Forest land is mostly related to good water quality and it plays an important role in keeping water clean in different watersheds around the world (Lepers et al. 2005; Neary et al. 2009; Tu 2011). Similar to the previous studies, negative relationships are also found between the percentage of forest land and the key parameters (conductivity, NO 3 -N and TN) in this study (Table 3). The lower concentration of nutrient loading may be attributable to the deposition and filtering of forest land, and forest ecosystems are generally effective at controlling and decreasing the sediment pollutants carried in surface runoff (Lowrance et al. 1997; Neary et al. 2009; Tu and Xia 2008).

As one of the essential components of human disturbances, farmland is usually considered an important pollution source that degrades water quality (Filik Iscen et al. 2008). Numerous studies have shown significant relationships between the percentages of agricultural or unban land cover and nutrient concentrations in streams and rivers. Lenat and Crawford (1994) found that agricultural lands worsened water quality and produced the highest nutrient concentrations compared with forested and urban lands in the Piedmont region of North Carolina. Mouri et al. (2011) observed that the urban land type, together with the effects of increased population, domestic water use, and industrial wastewater, was positively associated with increases in water pollution. Similarly, Tu (2011) found stronger positive relationships between the percentage of commercial land and the concentration of water pollutants based on the geographically spatial data analysis technique. In our study, the proportions of farmland cover were negatively correlated with nutrient related parameters (NO 3 -N and TN) and positively correlated with oxygen-related parameters (DO and ORP). The dilution effect played a major role for the sampling sites located at the confluence of two tributaries, and abundant discharge reduced the concentration of N-related parameters in the mean/high-flow periods. Although a negative correlation between percentages of agricultural land cover and concentrations of nutrients in the streams was found in the mean- or high-flow periods, a more detailed investigation would help clarify the relationships. The results also indicate that the pollution source mainly comes from agricultural runoff and less mining industrial effluents.

Conclusions

In the present study, 12 sampling sites in the upper reach of the Hun River were classified into four groups (Group I: natural, Group II: near-natural, Group III: more disturbed, and Group IV: seriously disturbed) based on the results of CA and LUS scores. The major parameters (conductivity, turbidity, TN, TP, NO 3 -N, and NH +4 -N) tend to increase significantly from Group I to Group IV, and from upstream to downstream. With the increased intensity of anthropogenic disturbances, the concentrations of nutrient-related parameters (TN, NO 3 -N, and NH +4 -N) increased from Group I to Group IV. Conductivity, turbidity, and NO 3 -N were identified as the most sensitive parameters in different rainfall periods and only NO 3 -N was always the key parameter in determining the water quality variations for all year. These parameters make it convenient for local authorities to monitor and assess water quality variations quickly through a few simple parameters.

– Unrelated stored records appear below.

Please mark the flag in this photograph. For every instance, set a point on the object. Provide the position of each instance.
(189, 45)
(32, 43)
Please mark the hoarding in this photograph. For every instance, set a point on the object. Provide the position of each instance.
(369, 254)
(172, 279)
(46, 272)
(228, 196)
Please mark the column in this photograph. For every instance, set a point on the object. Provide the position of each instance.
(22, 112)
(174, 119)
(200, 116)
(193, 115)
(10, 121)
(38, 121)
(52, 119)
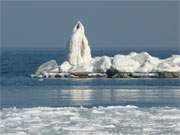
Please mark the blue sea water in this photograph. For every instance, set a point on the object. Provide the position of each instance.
(84, 106)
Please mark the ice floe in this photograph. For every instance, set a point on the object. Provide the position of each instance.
(112, 120)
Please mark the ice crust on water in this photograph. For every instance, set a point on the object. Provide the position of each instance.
(112, 120)
(80, 59)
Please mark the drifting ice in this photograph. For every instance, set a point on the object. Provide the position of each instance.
(80, 62)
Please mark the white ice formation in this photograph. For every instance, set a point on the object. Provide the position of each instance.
(80, 60)
(79, 50)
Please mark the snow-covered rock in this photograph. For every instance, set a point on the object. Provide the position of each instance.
(79, 50)
(65, 66)
(81, 63)
(101, 64)
(47, 67)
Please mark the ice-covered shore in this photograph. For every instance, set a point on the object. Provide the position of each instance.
(112, 120)
(80, 63)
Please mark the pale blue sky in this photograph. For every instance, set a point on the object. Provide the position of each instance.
(147, 24)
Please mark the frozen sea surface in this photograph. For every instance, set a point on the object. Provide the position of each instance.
(112, 120)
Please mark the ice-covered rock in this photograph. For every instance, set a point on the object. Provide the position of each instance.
(81, 64)
(79, 50)
(45, 68)
(171, 64)
(65, 66)
(101, 64)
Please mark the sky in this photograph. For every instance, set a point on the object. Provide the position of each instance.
(123, 24)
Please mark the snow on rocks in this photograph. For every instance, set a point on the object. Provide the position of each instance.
(81, 64)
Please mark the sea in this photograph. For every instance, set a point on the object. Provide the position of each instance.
(84, 106)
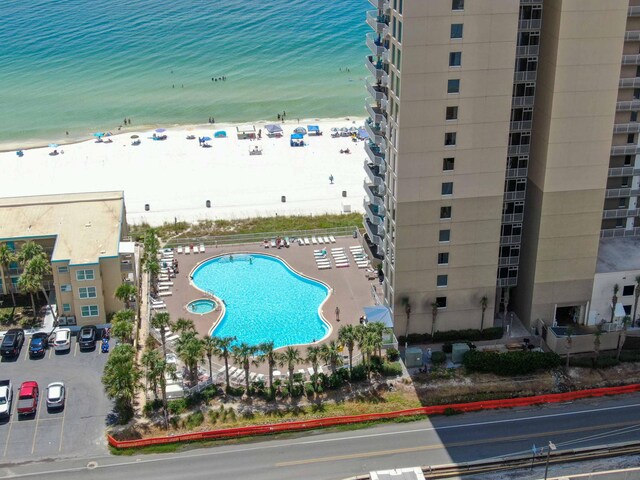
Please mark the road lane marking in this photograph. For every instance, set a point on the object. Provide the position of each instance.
(35, 431)
(447, 446)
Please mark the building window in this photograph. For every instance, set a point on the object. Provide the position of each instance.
(89, 311)
(84, 275)
(448, 164)
(450, 139)
(87, 292)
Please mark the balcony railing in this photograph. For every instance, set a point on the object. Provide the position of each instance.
(627, 105)
(378, 92)
(374, 153)
(378, 69)
(625, 149)
(621, 213)
(521, 125)
(377, 44)
(522, 101)
(379, 23)
(626, 127)
(631, 59)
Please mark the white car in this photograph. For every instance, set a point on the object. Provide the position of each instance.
(62, 339)
(55, 395)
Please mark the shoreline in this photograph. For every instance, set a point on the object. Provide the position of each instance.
(13, 145)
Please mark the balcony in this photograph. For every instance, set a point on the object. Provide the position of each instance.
(522, 101)
(631, 59)
(521, 125)
(379, 23)
(378, 69)
(377, 45)
(625, 149)
(378, 92)
(632, 36)
(621, 213)
(374, 153)
(529, 76)
(633, 127)
(628, 105)
(374, 174)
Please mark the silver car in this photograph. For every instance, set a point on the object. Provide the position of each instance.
(55, 395)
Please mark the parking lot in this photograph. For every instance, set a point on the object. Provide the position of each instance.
(78, 429)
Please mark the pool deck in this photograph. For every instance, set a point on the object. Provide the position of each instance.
(351, 291)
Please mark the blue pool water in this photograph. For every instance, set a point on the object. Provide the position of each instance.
(201, 306)
(264, 299)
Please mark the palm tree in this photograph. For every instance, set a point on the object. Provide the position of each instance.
(268, 354)
(162, 322)
(636, 293)
(484, 303)
(190, 350)
(184, 325)
(347, 337)
(243, 355)
(614, 300)
(569, 343)
(121, 379)
(434, 318)
(223, 347)
(330, 353)
(209, 346)
(290, 358)
(313, 357)
(7, 257)
(125, 292)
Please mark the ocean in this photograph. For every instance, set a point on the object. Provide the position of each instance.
(82, 66)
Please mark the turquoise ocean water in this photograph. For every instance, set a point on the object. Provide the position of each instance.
(83, 66)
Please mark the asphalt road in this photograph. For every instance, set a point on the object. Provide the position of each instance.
(318, 455)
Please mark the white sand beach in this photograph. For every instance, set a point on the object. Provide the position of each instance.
(176, 176)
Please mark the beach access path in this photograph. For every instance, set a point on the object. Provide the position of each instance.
(176, 177)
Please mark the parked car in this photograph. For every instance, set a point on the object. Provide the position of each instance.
(6, 395)
(55, 395)
(62, 340)
(38, 344)
(12, 342)
(28, 398)
(87, 337)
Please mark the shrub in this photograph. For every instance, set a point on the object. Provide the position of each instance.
(391, 369)
(509, 363)
(438, 357)
(393, 355)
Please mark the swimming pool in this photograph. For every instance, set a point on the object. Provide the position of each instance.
(265, 300)
(201, 306)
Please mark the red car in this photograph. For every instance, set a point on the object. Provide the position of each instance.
(28, 398)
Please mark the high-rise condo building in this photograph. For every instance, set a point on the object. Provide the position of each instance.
(492, 173)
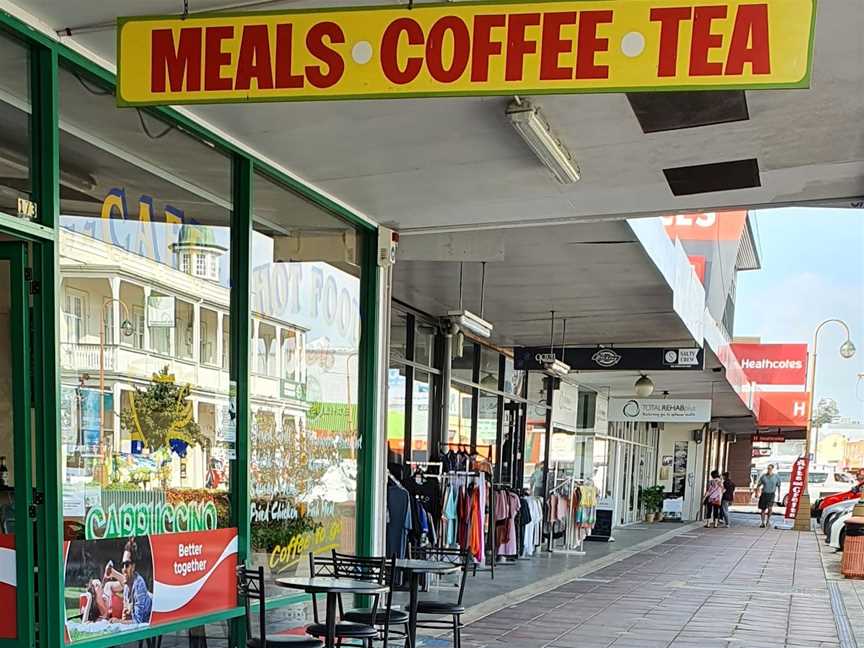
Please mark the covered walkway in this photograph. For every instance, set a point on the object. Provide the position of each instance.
(733, 588)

The results of this study provide insight into the associations between the surface water quality and land use types at the local scale in the upper reach of the Hun River. Forest played an important role in maintaining clean water, whereas farmland deteriorated the surface water quality due to non-point agricultural pollutants in the low-flow period. The results of the study show that it is fundamental to preserve sufficient forest land area and to control agriculture to maintain good water quality in the upper reach of the Hun River. Finally, sustainable land use practices and scientific environmental regulations are required for water conservation and management in the upper reach of the Hun River.